Susana desafiou os alunos a desenharem uma escola de sonho. Foto: Maria Costa Lopes/RR
Susana desafiou os alunos a desenharem uma escola de sonho. Foto: Maria Costa Lopes/RR

A escola ideal? Igual, mas com mais alunos

Na sala de aula comandada por Susana Infante, há uma mesa com chupa-chupas disfarçados de fantasmas – despojos do Halloween. As paredes estão povoadas de trabalhos escolares, pequenas obras de arte amadoras, como é hábito.
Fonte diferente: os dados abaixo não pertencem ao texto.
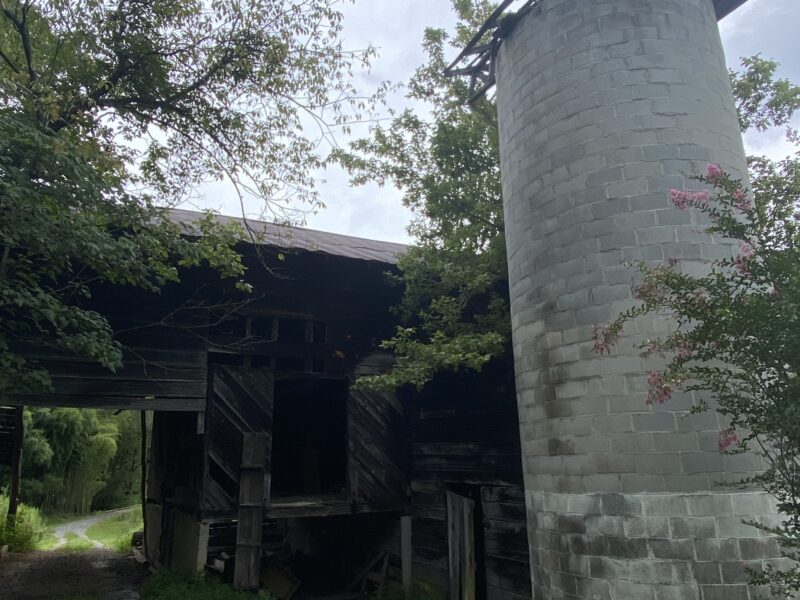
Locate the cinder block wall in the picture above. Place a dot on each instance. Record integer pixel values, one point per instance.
(604, 105)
Ora, um dos desafios lançados pela professora aos alunos, pouco tempo antes da visita da Renascença, foi o de desenharem a sua “escola de sonho”.

Dotes artísticos à parte, os desenhos denotam escolas muito semelhantes à do Salgueiro – mas com mais crianças no recreio. “Tem vários alunos, dá para brincar, podemos trazer o telemóvel. Há luta. Muitas, várias coisas. Há aula de música. Há karaté, acho eu. Podemos jogar futebol”, diz David.

Leandro ri-se e não perde a oportunidade de expor as suas preferências. “Podíamos andar de bicicleta cá dentro da escola. Ter um computador com música alta”, começa por dizer. Mas depois, em tom de brincadeira, acrescenta também: “E ficar de castigo.”

Porventura, alguns dos desejos de David, Leandro e Micael podem vir a concretizar-se no próximo ano letivo. Mas o custo será a inexistência da escola do Salgueiro.

No último conselho municipal da Educação do Fundão, que decorreu já em dezembro, ficou determinado que, se “as projeções” em fevereiro e março de 2024 para os alunos da freguesia dos Três Povos continuarem iguais, a escola não irá “reabrir no próximo ano letivo”.

O autarca Paulo Fernandes confessa a “tristeza” do momento. E diz: “O encerrar de uma escola é sempre um momento difícil, sobretudo para as comunidades locais. É verdade que temos tentado resistir. O Fundão tem setecentos quilómetros quadrados de área, vinte e três escolas que funcionam. Seremos provavelmente dos territórios rurais do país que tem mais escolas rurais a funcionar, o que é um sinal de que a nossa ruralidade ainda é muito viva. Mas, se quisermos, também significa que nos últimos 25, 30 anos, já se fecharam mais de metade das escolas que funcionaram neste conselho.”